La historia se fraguó dos años antes, cuando el príncipe Luis conoció a Tessy Antony durante una visita a las tropas en Yugoslavia. Un flechazo entre dos jóvenes de apenas 18 años que desafió todas las convenciones. Fruto de aquel amor nació Gabriel, un príncipe que llegó al mundo antes de que sus padres sellaran su unión ante el altar en septiembre de 2006, marcando un antes y un después en las tradiciones de la Familia Gran Ducal.
Fue aquel embarazo el que marcó un punto de inflexión en las decisiones de quien hoy cumple 40 años, provocando que el príncipe renunciase a sus derechos de sucesión, así como a los de cualquier descendiente. Algo que provoca que en la actualidad impide que el príncipe Gabriel y Noah puedan —en algún momento de su vida—, acceder al trono de Luxemburgo.
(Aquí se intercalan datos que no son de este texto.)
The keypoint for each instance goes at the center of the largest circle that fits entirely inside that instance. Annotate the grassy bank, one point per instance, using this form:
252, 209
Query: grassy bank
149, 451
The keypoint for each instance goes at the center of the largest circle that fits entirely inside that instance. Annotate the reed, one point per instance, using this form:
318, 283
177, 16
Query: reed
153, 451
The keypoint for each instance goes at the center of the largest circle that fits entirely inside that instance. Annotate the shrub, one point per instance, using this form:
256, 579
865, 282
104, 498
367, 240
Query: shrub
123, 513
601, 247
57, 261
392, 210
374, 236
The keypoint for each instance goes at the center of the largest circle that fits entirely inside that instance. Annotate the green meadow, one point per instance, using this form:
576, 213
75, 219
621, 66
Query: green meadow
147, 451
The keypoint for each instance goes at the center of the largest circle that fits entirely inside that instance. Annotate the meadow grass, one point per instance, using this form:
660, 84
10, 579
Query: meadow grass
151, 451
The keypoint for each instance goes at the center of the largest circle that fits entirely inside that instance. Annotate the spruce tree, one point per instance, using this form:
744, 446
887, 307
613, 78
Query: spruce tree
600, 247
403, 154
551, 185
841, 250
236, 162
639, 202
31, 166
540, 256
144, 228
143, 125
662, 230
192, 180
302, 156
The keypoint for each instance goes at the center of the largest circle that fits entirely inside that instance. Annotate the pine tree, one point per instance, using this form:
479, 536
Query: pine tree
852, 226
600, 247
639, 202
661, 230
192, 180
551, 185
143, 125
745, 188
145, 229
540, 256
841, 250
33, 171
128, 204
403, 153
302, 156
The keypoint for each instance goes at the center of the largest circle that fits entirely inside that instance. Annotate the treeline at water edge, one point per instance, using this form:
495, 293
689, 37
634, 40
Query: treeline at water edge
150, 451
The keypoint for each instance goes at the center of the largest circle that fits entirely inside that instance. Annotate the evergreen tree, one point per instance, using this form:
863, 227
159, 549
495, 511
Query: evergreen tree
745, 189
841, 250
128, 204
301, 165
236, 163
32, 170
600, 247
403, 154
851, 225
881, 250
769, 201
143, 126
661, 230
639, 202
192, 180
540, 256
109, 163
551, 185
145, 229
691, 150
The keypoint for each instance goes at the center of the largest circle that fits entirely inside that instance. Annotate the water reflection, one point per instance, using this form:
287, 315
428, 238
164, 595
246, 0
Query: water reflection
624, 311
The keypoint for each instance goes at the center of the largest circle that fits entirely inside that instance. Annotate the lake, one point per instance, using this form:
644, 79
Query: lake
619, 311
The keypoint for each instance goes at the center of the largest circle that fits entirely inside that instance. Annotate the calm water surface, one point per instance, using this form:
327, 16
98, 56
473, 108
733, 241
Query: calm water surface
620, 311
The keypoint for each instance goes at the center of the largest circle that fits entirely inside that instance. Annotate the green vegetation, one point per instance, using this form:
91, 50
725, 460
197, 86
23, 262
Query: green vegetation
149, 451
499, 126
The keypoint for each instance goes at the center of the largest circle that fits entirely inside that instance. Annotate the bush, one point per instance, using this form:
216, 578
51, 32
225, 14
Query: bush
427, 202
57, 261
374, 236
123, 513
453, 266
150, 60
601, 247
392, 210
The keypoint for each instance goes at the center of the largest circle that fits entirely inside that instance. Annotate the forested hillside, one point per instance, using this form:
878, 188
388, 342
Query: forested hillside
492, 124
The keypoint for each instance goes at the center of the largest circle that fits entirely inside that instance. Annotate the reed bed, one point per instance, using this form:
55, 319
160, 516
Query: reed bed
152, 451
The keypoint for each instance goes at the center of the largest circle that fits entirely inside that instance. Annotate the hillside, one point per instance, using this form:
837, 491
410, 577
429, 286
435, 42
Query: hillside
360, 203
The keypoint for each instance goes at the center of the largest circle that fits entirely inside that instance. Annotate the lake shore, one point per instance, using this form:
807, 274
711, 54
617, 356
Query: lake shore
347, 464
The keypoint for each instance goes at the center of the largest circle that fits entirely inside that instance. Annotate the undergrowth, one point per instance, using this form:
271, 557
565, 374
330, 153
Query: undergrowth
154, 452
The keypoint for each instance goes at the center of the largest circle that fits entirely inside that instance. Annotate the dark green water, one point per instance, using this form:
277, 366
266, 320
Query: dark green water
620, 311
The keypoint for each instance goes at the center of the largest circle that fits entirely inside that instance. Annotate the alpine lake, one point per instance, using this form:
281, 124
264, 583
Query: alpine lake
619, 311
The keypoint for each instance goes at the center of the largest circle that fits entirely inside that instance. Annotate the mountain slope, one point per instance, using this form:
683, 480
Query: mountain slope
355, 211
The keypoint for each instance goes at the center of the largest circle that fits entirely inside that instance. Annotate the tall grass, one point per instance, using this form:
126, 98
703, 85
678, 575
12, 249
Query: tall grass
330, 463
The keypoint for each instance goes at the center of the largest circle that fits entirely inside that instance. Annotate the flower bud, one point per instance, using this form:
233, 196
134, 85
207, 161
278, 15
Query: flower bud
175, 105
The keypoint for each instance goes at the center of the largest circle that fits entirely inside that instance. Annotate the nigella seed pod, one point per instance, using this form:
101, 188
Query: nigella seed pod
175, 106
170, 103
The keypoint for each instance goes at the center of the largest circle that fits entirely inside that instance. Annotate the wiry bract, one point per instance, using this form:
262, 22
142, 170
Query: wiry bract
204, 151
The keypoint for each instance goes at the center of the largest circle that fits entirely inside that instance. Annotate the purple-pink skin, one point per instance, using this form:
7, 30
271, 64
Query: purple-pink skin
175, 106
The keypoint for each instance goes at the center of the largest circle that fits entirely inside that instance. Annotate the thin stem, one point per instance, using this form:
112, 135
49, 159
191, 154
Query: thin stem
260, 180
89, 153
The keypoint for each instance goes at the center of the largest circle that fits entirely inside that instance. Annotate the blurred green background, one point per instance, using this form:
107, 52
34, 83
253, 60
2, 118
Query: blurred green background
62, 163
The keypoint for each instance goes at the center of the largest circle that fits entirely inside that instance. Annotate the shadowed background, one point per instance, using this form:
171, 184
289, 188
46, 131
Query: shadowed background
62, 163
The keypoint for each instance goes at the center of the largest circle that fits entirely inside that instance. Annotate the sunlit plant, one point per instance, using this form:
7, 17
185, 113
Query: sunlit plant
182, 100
El nacimiento de dos príncipes sin trono
No obstante, y a pesar de estas restricciones, el amor entre Luis y Tessy continuó formándose en torno a un ambiente de amor entre los dos. El nacimiento de Gabriel fue seguido por Noah, quien en estos últimos meses se ha convertido en una de las caras más visibles de la familia gran ducal de Luxemburgo al conceder alguna que otra entrevista en la que ha querido reafirmar en todo momento lo que supone llevar un apellido de estas dimensiones sobre sus espaldas. Una personalidad tan exuberante como característica que refleja la buena educación que tanto él como su hermano han recibido por parte de sus padres. Ambos son príncipes, pues, en 2009, los grandes duques, en un gesto de afecto y reconocimiento, otorgaron a Tessy el título de princesa de Luxemburgo y elevaron a Gabriel y Noah al rango de príncipes de Nassau, quienes hoy han aparecido en las redes sociales de su madre derrochando complicidad con unas cariñosas imágenes. "Feliz cumpleaños, papá", ha puesto Tessy, quien un día fue el amor de su vida.
Un reconocimiento honorífico que, aunque los rodea de prestigio, los mantiene definitivamente fuera de la línea sucesoria. No obstante, a pesar de que el matrimonio entre los príncipes se consolidó como "mágico" en una era en la que los matrimonios morganáticos no eran lo común, el amor llegó a su fin en 2017. Fue entonces cuando ambos tomaron la firme decisión de separarse, aunque dejando como legado un entorno familiar de madurez ejemplar, en el que los padres han sabido mantener la unidad por el bien de sus hijos. Hoy, en este especial cumpleaños, tanto Gabriel como Noah representan el mejor recuerdo de una historia que desafió el protocolo, demostrando que, en ocasiones, son las decisiones más arriesgadas las que terminan escribiendo las páginas más especiales de una dinastía.